Campers get to experience Israel — without the travel

Eve Wettstein, 24 years old and program coordinator for Camp Ramah in California, can summon up a defining moment in her commitment to Judaism:

An American teenager left home for a brief trip to Israel and returned a different person, deeply committed.

"That," she said, "was a very important summer for me."

Trips like Wettstein's have become a rite of passage for many American Jews. As late as 2000, as many as 10,000 Jewish teenagers made the trip from the United States to Israel. But today travel is one more victim in the ongoing violence plaguing the Middle East. Last year's press reports pegged the number of such pilgrims at less than 1,000.

Now that fewer teens are getting firsthand experience in Israel, more camp administrators are working harder than ever to bring that experience home.

About 50,000 youngsters attend nonprofit Jewish summer camps each year, and those camps enjoy a 96 percent occupancy rate, according to the New York-based Foundation for Jewish Camping. Waiting lists are common.

Foundation Executive Director Ramie Arian said while Israel programs are not new, they may be more vital than ever before.

Arian noted that many camps bring in a handful of the 1,200 "shlichim," or messengers, who train in Israel to assist in American camps. These are Israeli citizens in their early 20s who have already served a stint in the military. They receive a stipend for their summers of mingling with and educating American youngsters.

In addition to the shlichim, Camp Tawonga plans to host seven campers from Israel. Many camps do likewise, Arian said. Some use "Israel Scouts," a program that provides a caravan of entertainers with a Jewish message.

Hebrew is also common. Camps, such as Wettstein's Conservative Ramah in Ojai, use the language for daily announcements as well as the names of cabins and programs.

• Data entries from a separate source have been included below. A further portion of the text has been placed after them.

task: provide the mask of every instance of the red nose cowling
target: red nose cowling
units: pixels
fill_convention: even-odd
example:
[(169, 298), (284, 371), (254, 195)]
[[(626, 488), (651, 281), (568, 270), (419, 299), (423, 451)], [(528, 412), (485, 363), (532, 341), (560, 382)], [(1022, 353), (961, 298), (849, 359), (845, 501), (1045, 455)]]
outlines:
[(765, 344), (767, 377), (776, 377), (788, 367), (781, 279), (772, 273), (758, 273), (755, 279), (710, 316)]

Ramah dropped one tradition, though, precisely to strengthen the bond with Israel. The camp's annual "Israel Day" was scrapped because administrators thought that teaching about Jewish heritage was too important to cram into a single day.

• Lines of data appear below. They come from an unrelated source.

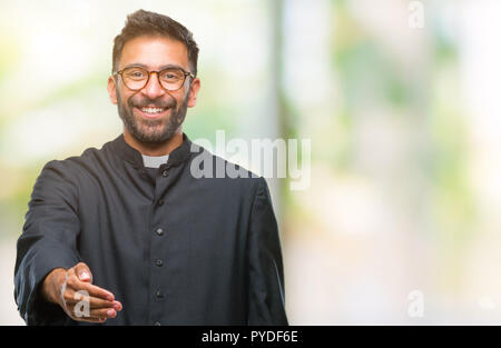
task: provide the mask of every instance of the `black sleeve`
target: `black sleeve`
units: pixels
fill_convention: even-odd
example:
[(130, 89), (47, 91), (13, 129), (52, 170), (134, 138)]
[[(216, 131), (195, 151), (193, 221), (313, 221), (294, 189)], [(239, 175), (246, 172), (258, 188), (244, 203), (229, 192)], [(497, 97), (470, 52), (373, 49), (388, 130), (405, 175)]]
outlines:
[(58, 305), (46, 301), (39, 289), (52, 269), (68, 269), (79, 262), (79, 231), (77, 188), (65, 163), (50, 161), (37, 178), (17, 243), (14, 299), (28, 325), (71, 320)]
[(278, 227), (268, 186), (258, 180), (248, 230), (248, 325), (288, 325)]

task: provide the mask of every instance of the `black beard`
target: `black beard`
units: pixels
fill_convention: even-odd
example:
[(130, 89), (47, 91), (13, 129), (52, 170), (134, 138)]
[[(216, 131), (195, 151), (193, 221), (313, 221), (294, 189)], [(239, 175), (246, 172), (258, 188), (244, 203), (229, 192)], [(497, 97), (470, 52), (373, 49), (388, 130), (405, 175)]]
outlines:
[[(188, 109), (188, 97), (187, 93), (183, 105), (177, 107), (177, 101), (173, 98), (173, 101), (169, 105), (165, 105), (165, 102), (159, 102), (158, 100), (148, 99), (141, 100), (141, 105), (156, 105), (158, 107), (169, 107), (170, 108), (170, 117), (165, 120), (140, 120), (140, 125), (134, 117), (134, 105), (132, 98), (127, 100), (127, 106), (125, 106), (121, 101), (121, 96), (117, 90), (117, 101), (118, 101), (118, 115), (122, 120), (125, 127), (130, 132), (130, 135), (138, 141), (148, 145), (156, 145), (165, 142), (173, 138), (176, 131), (179, 129), (180, 125), (183, 125), (186, 118), (186, 111)], [(165, 123), (159, 130), (148, 131), (149, 129), (158, 128), (161, 123)]]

"That is our primary mission," Wettstein said.

Meanwhile, Union of American Hebrew Congregations camps in Santa Rosa and Saratoga kept their Israel Day and the tradition of spending an hour a day on Israel programming while bolstering the number of visitors from overseas.

"Israel programming has always been and continues to be at the core of our program," said Ruben Arquilevich, executive director of UAHC camps Swig and Newman.

There are newer initiatives, too.

"There is currently a very significant focus on finding ways to further strengthen the Israel-related elements of Jewish overnight summer camps," Arian said. "This is a direct response to the impulse, in the face of the current crisis and in the face of the current reluctance of Americans to send their children on trips to Israel, to bring more of Israel to American children."

One such response is Project Noar L'Noar. Created with the support of the Goldman Fund, "Youth to Youth" provides money for 200 Israeli campers to attend American camps. The Foundation for Jewish Camping hopes understanding comes from togetherness.

The foundation is also working with Birthright Israel and the Jewish Agency for Israel to send American camp counselors to Israel in the spring to energize them for the summer sessions. The 10-day trips should help the counselors bring a piece of Israel home to their young charges. For their part, camp administrators, including Wettstein, plan to attend the Foundation's "Israel Education @ Camp" seminar in March. The two-day program in New York is designed to give tips on imparting the cultural experience, without the travel.

Finally, the foundation plans to ask camps for their own creative ideas. With money provided by the Los Angeles-based Maurice Amado Foundation, the camping organization plans to give out grants of at least $50,000 to promote original ideas for teaching campers about Israel.

Some of the most creative urges seem to center a long way from the cradle of Judaism.

UAHC's Arquilevich is working to send 200 of his teens from Camp Swig — who might otherwise trek to Israel — on social-action tours of the West culminating with a working trip to Alaska.

Meanwhile 30 teens from Camp Tawonga plan to travel to El Salvador this summer with the help of American Jewish World Service. Tawonga Executive Director Ken Kramarz said it is the first teen service program run through the renowned service organization and a new kind of link to the Jewish tradition.

Campers will benefit from a Jewish curriculum while in Central America and learn something about their religion that is not necessarily taught in books, Kramarz said.

"The raison d'être of Judaism is to make the world a better place," he said.